Observation data (J2000 epoch)
- Constellation: Virgo
- Right ascension: 12^{h} 31^{m} 08.3699^{s}
- Declination: +00° 36′ 49.325″
- Redshift: 0.023083±0.00000934
- Heliocentric radial velocity: 6,920±3 km/s
- Distance: 355.28 ± 8.60 Mly (108.930 ± 2.638 Mpc)
- Apparent magnitude (V): 14.5g

Characteristics
- Type: E
- Size: ~178,600 ly (54.76 kpc) (estimated)
- Apparent size (V): 1.16′ × 0.74′

Other designations
- 2MASX J12310835+0036496, MCG +00-32-017 NED01, PGC 41409, CGCG 014-056 NED01

= NGC 4493 =

Galaxy in the constellation Virgo

NGC 4493 is a large elliptical galaxy in the constellation of Virgo. Its velocity with respect to the cosmic microwave background is 7266±24 km/s, which corresponds to a Hubble distance of 107.17 ± 7.51 Mpc. Additionally, 30 non-redshift measurements give a similar mean distance of 108.930 ± 2.638 Mpc. It was discovered by German astronomer Albert Marth on 22 March 1865.
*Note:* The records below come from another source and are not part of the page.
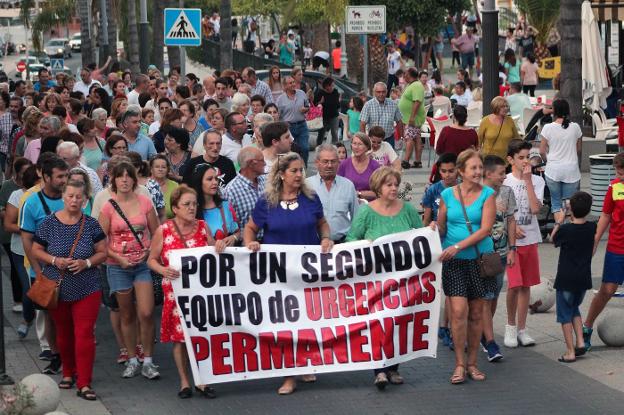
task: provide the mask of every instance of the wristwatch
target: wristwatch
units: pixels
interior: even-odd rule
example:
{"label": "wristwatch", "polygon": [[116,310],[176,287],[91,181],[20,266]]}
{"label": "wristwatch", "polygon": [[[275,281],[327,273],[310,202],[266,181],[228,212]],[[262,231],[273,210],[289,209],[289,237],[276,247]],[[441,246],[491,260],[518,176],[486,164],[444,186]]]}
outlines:
{"label": "wristwatch", "polygon": [[85,259],[85,262],[87,263],[87,268],[91,268],[91,261],[89,258]]}
{"label": "wristwatch", "polygon": [[461,247],[458,244],[453,245],[453,248],[457,249],[458,251],[461,251]]}
{"label": "wristwatch", "polygon": [[517,247],[516,245],[511,245],[511,246],[509,247],[509,250],[510,250],[510,251],[515,251],[515,250],[517,250],[517,249],[518,249],[518,247]]}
NGC 4493 is neighbored to the southeast by the elliptical galaxy PGC 1170468.

==Supernovae==
Two supernovae have been observed in NGC 4493.
- SN 1994M (Type Ia, mag. 16) was discovered by Swiss Astronomer Paul Wild on 29 April 1994.
- SN 2004br (Type Ia-pec, mag. 16.3) was discovered by the Lick Observatory Supernova Search (LOSS) on 15 May 2004.